AND IN THE END

Posted in Rants on August 24th, 2015 by Ed

It can't be easy for anyone to hear a cancer diagnosis. It must be especially difficult to hear when you are 90 years old. Being 90 is a pretty lethal condition on its own; pairing it with one of the leading causes of death in the industrialized world must make the end feel very, very near. It's not an irrational feeling either. The end is getting near.

When I heard that 90 year old ex-president Jimmy Carter had signs that his cancer had spread to both his liver and his brain I was saddened. I like Jimmy Carter, and the news was as close to a straight death sentence that I could imagine for a man of his age. Which is why I was somewhat surprised to hear that he is choosing to undergo radiation treatments. Obviously he is the patient and it's his choice entirely; if he wants to pursue that course, he should. I'm curious, though, to know what endgame he foresees. Does he expect to "beat" cancer in his brain and liver? I've heard that radiation therapy doesn't make one feel terribly well, if I may engage in wild understatements. Does he hope that this will extend his life briefly, trading quality for quantity? Frankly he doesn't seem like the type of person so fearful of death that he would pursue that. Again, it's none of our business what he wants to do, but it's a good example of one of the hundreds of flaws with the system of healthcare in this country.

I am privileged to call some medical professionals friends, and they anecdotally confirm what repeated studies of American hospitals show: a great deal of the money and resources expended by our healthcare system are expended futilely. In some cases doctors and nurses know that it is futile; in others they are responding to patients' desire to exhaust treatment options when the potential benefits are minuscule and highly unlikely. Has any end-stage terminal cancer or cardiovascular patient ever benefited for more than a fleeting moment from being put on a mechanical ventilator? I suppose the medical literature could be scoured to find one.

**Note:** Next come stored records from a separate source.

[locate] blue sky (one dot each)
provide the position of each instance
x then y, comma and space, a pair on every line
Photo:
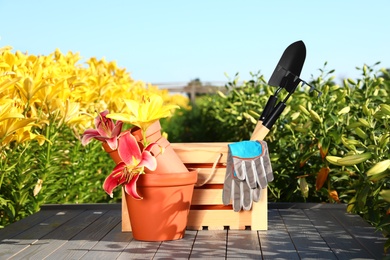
178, 41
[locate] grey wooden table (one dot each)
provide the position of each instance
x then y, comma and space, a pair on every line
93, 231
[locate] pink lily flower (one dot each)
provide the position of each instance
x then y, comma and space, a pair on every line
133, 163
105, 131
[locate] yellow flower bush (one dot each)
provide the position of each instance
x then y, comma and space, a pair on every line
57, 89
46, 103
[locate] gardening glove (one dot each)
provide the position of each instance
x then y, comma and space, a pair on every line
248, 170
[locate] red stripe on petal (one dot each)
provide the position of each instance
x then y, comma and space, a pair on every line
131, 188
128, 148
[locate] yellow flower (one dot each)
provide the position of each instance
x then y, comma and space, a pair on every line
144, 112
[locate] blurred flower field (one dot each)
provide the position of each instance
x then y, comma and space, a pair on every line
46, 103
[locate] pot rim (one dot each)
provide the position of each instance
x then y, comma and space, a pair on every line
168, 179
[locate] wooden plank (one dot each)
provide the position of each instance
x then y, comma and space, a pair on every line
207, 197
364, 234
111, 245
218, 176
88, 237
334, 234
58, 237
23, 224
31, 237
139, 250
177, 249
218, 219
306, 239
276, 242
243, 244
201, 152
210, 244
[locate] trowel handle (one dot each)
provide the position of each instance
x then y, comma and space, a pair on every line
268, 107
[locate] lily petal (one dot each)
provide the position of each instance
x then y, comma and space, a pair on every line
148, 160
131, 188
112, 143
128, 149
114, 179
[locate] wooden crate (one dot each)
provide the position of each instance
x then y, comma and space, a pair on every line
207, 210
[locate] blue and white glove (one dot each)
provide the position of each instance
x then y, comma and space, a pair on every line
248, 171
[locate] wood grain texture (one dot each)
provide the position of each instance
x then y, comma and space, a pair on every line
296, 231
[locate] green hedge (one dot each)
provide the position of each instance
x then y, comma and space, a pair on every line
347, 119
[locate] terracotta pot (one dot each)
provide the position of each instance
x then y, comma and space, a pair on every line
162, 213
168, 161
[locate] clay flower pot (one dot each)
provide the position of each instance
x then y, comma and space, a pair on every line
162, 213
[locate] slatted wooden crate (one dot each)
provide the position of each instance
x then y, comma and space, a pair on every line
207, 210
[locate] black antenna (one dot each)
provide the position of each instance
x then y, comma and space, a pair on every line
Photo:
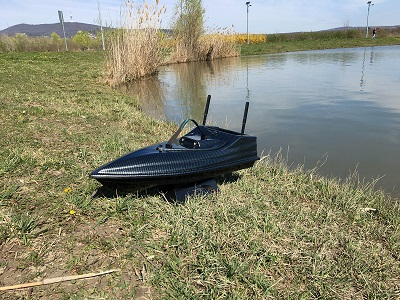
206, 109
246, 109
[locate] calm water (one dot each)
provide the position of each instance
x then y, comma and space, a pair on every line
342, 106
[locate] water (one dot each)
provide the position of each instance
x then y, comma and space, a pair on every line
340, 107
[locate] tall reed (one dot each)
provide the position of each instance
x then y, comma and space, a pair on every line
135, 47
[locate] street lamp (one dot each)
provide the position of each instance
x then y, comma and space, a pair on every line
369, 5
248, 4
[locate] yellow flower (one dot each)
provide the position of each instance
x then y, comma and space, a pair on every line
68, 190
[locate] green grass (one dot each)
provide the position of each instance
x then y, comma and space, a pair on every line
286, 45
272, 231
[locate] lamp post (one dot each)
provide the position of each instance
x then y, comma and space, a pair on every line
369, 5
101, 26
248, 4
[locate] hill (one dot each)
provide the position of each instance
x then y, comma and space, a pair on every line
71, 28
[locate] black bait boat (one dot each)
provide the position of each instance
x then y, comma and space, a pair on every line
187, 164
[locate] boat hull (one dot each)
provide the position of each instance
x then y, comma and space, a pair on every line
205, 152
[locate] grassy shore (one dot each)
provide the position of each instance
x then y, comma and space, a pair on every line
272, 231
271, 47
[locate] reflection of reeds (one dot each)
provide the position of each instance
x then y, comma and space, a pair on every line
150, 94
134, 48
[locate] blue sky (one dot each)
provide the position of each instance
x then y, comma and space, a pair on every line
265, 16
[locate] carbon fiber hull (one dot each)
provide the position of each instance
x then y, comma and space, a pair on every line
203, 153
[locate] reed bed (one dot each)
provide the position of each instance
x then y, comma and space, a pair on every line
135, 47
274, 231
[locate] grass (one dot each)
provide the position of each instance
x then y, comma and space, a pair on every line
272, 232
278, 46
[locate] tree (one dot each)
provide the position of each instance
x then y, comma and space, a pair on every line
83, 40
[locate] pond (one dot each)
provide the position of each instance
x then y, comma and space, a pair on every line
337, 109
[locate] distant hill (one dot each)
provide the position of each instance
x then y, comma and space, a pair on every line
363, 27
71, 28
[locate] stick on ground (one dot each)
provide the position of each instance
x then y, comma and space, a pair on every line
55, 280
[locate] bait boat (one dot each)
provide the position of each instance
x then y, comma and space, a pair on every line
196, 157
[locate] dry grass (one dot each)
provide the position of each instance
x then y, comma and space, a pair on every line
135, 50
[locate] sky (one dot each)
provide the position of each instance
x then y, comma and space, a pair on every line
264, 16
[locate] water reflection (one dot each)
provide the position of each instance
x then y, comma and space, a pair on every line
313, 103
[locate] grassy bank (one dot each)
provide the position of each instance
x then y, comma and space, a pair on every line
272, 232
303, 42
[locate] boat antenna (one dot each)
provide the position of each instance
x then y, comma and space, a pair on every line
246, 109
206, 109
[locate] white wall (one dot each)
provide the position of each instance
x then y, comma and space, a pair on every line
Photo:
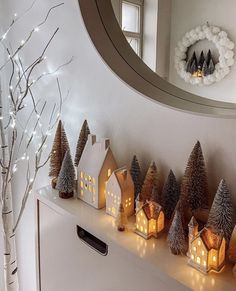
187, 14
134, 123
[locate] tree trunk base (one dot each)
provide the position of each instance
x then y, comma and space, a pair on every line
64, 195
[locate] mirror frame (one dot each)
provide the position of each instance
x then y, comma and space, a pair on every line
108, 39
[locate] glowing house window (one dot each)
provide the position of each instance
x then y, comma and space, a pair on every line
113, 210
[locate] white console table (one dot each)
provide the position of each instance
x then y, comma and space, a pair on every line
116, 261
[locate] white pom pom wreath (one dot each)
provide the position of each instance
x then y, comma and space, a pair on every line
222, 43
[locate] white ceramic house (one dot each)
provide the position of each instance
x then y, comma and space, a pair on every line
95, 167
120, 189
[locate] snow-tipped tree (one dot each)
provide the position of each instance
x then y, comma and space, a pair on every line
83, 137
176, 236
135, 172
232, 247
194, 186
65, 181
170, 195
221, 216
59, 148
151, 180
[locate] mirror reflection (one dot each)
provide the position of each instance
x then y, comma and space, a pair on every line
155, 30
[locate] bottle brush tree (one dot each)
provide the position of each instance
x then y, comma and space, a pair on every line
65, 181
59, 148
194, 186
135, 172
170, 195
83, 137
176, 236
221, 216
150, 181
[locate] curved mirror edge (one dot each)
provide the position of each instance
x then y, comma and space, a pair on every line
108, 39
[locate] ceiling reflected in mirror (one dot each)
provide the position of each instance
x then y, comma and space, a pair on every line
156, 29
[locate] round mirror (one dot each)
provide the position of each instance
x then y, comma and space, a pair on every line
177, 52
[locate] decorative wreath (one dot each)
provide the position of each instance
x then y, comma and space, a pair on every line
224, 45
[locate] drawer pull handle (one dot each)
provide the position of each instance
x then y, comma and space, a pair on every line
92, 241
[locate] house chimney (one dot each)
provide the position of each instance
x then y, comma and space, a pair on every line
91, 139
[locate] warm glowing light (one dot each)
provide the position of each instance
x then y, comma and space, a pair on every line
113, 210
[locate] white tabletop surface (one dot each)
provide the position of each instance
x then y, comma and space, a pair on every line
154, 252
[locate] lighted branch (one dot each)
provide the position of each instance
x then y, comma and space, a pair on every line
24, 135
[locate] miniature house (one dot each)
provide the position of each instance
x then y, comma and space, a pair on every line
149, 220
95, 167
120, 189
206, 248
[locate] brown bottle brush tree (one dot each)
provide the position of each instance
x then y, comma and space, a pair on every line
59, 148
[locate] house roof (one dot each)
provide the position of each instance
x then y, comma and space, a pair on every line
94, 155
122, 176
211, 239
152, 210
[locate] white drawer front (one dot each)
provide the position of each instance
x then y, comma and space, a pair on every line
68, 264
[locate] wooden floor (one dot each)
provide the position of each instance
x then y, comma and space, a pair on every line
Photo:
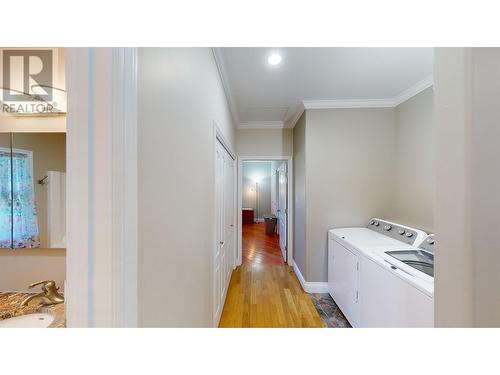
264, 292
259, 247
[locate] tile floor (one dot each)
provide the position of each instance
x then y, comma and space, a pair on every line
329, 311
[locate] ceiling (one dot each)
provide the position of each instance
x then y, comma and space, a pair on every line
265, 96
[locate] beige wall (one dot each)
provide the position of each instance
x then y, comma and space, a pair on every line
349, 171
180, 96
21, 267
415, 162
264, 142
467, 260
299, 193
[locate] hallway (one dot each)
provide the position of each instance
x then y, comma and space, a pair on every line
264, 291
259, 247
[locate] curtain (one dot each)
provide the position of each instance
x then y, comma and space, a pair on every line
5, 201
22, 226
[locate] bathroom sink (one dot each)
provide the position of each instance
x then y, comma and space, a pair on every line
38, 320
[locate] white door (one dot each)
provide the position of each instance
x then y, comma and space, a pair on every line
224, 256
282, 209
343, 280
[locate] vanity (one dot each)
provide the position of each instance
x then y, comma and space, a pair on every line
33, 315
32, 227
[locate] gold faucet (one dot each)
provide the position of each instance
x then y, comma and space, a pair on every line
48, 296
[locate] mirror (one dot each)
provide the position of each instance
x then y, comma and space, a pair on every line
32, 190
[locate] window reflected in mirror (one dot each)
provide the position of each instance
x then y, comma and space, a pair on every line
33, 190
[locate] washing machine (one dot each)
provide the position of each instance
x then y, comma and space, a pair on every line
350, 249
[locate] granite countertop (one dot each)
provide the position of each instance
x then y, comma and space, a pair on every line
9, 303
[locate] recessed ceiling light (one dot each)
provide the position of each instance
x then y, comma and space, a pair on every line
274, 59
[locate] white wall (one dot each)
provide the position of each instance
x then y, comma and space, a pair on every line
180, 96
415, 162
264, 142
261, 171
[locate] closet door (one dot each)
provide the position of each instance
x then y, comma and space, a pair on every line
229, 215
219, 217
225, 226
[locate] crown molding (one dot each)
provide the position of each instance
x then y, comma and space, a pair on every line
249, 125
296, 116
219, 61
364, 103
414, 90
341, 103
312, 104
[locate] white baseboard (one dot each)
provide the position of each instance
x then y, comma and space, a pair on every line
310, 287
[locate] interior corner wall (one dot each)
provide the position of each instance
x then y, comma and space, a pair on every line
180, 95
350, 158
413, 203
299, 194
264, 142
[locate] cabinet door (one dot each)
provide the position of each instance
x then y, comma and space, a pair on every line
343, 279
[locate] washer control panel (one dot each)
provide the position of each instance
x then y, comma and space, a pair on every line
398, 232
428, 243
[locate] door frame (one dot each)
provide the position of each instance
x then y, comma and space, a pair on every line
219, 137
289, 161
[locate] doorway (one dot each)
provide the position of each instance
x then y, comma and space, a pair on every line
264, 204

As people so often do, I remember clearly being in the hospital when the only one of my grandparents I had any sort of relationship with died. According to what must have been hospital protocol, they prepared to use an injection of (adrenaline? something that re-starts hearts?) and a defibrillator on her. She was a massively overweight woman who had been confined to a hospital bed for months, slowly dying of congestive heart failure while hooked to various machines. The idea of trying to resuscitate her struck me, even at 15, as a ludicrous farce. My father asked, "Doctor, is my mother dead?" Yes. "Then what the fuck are you doing? She's dead." I mean, what was the best case scenario there? She lives another eight hours and then they do it again?

That is a question that seems to be asked infrequently in our medical culture. By all means, patients should have access to whatever treatment they and their doctors decide to pursue. And I know doctors are deeply frustrated by the insistence of patients (or families) to do things that are obviously futile. I envision every conversation with or about a terminal patient like Jim Carrey in Dumb & Dumber; the doctor says "The odds of recovery are one in a million," followed by, "So you're saying there's a chance!"

Nobody knows how they will react to being in such a jarring dilemma until it happens. It's easy to say "No way, I'd just pull the plug!" when you've never had to make that choice outside of hypotheticals. I also recognize that I'm not the best person to opine on this matter, given that I'm ready to call Dignitas during the average chest cold. And who knows, perhaps Jimmy Carter will experience a remarkable remission and go on to live many more years. I don't have a practical solution; I wish we could create some kind of system that would allow medical professionals to be as honest as possible (rather than erring on the side of avoiding a lawsuit) to patients who were capable of understanding the futility of spending gobs of money on the lightning strike odds that some treatment will buy them a few more days alive in the ICU.